UN staff links to Hamas
Gaza humanitarian agency at threat as donors pull out
Israel has vowed to stop the UN humanitarian aid agency in Gaza from operating after the war, and called for its chief to resign, after the sacking of nine staff accused of involvement in Hamas’s October 7 attack.
The UN agency for Palestinian refugees, UNRWA, said it had fired the employees over Israel’s accusations, promising a thorough investigation into the claims, which were not specified.
Israel said the Hamas attacks had involved “people who are on their (UNRWA) salaries”.

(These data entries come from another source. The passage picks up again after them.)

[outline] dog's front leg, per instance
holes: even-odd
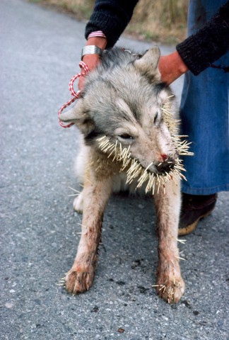
[[[177,302],[184,292],[181,276],[177,248],[178,223],[180,210],[180,188],[173,181],[155,195],[158,215],[158,267],[157,291],[169,303]]]
[[[111,177],[102,180],[98,177],[88,174],[84,183],[81,238],[74,263],[65,278],[67,290],[74,294],[91,287],[96,269],[103,212],[112,190]]]

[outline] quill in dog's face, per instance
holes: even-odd
[[[172,111],[175,108],[170,89],[160,80],[159,57],[157,47],[140,58],[120,50],[107,52],[87,76],[82,98],[60,118],[74,121],[87,145],[98,151],[98,140],[106,135],[112,143],[129,147],[131,157],[143,168],[162,174],[172,169],[177,151],[163,119],[165,103],[171,103]]]

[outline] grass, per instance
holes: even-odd
[[[88,21],[93,11],[93,0],[30,0],[73,14]],[[141,0],[125,33],[134,38],[176,44],[186,36],[187,0]]]

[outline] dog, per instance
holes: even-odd
[[[112,191],[129,188],[153,194],[158,232],[155,288],[169,303],[184,291],[179,265],[181,205],[177,120],[171,89],[160,81],[160,50],[139,55],[114,47],[86,77],[74,108],[60,115],[81,132],[77,169],[83,189],[74,208],[83,212],[82,234],[74,264],[65,277],[74,294],[93,285],[102,217]],[[172,132],[172,131],[173,132]],[[172,132],[171,132],[172,131]]]

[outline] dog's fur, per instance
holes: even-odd
[[[177,157],[161,107],[169,100],[172,110],[176,108],[170,88],[160,81],[159,57],[157,47],[143,55],[118,48],[105,52],[101,64],[87,76],[76,106],[60,116],[62,121],[75,123],[84,140],[77,165],[83,190],[74,203],[76,210],[83,210],[82,235],[66,276],[69,292],[82,293],[92,285],[107,202],[112,190],[127,187],[122,164],[107,157],[109,151],[102,152],[98,140],[105,135],[111,143],[117,140],[122,147],[129,147],[131,157],[143,168],[151,164],[148,171],[159,176],[165,170],[170,171],[168,159]],[[134,181],[130,186],[133,191]],[[168,181],[165,186],[154,195],[159,235],[156,289],[166,301],[177,302],[184,290],[177,239],[179,179]]]

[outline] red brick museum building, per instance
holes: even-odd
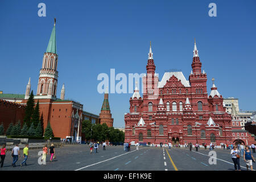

Donors including Australia,
Germany, Britain, Italy and Finland have followed the lead of the US, which suspended additional funding to the agency over the accusations.
Israeli Foreign Minister Israel Katz called on UNRWA Commissioner-General Philippe
Lazzarini to quit his post.
“Mr Lazzarini please resign,” Katz said in response to a post by the UNRWA chief warning that funding cuts meant the agency’s operation in Gaza was about to collapse.
Mr Katz had said the UNRWA “must be replaced with agencies dedicated to genuine peace and development” in Gaza’s rebuilding.
Hamas slammed Israeli “threats” against UNRWA on Saturday, urging the UN and other international organisations not to “cave in to the threats and blackmail”.
Top EU diplomat Josep Borrell praised the agency Friday
for “playing a vital role over many years supporting vulnerable Palestinian refugees”.
But he said the bloc expected “full transparency”, as well as “immediate measures against staff involved”.
Johann Soufi, a lawyer and former director of UNRWA’s loffice in Gaza, said the agency had “always had a zero-tolerance policy for violence and incitement to hatred”.
“Sanctioning UNRWA, which is barely keeping the entire population of Gaza alive, for the alleged responsibility of a few employees, is tantamount to collectively punishing the Gazan population, which is living in catastrophic humanitarian conditions,” he said.
UNRWA provides healthcare, education and other humanitarian aid to Palestinians in Gaza, the West Bank, Jordan, Lebanon and Syria.
Mr Lazzarini said an investigation by the UN Office of Internal Oversight Services into “the heinous allegations will establish the facts”.
“It would be immensely irresponsible to sanction an agency and an entire community it serves because of allegations of criminal acts against some individuals.”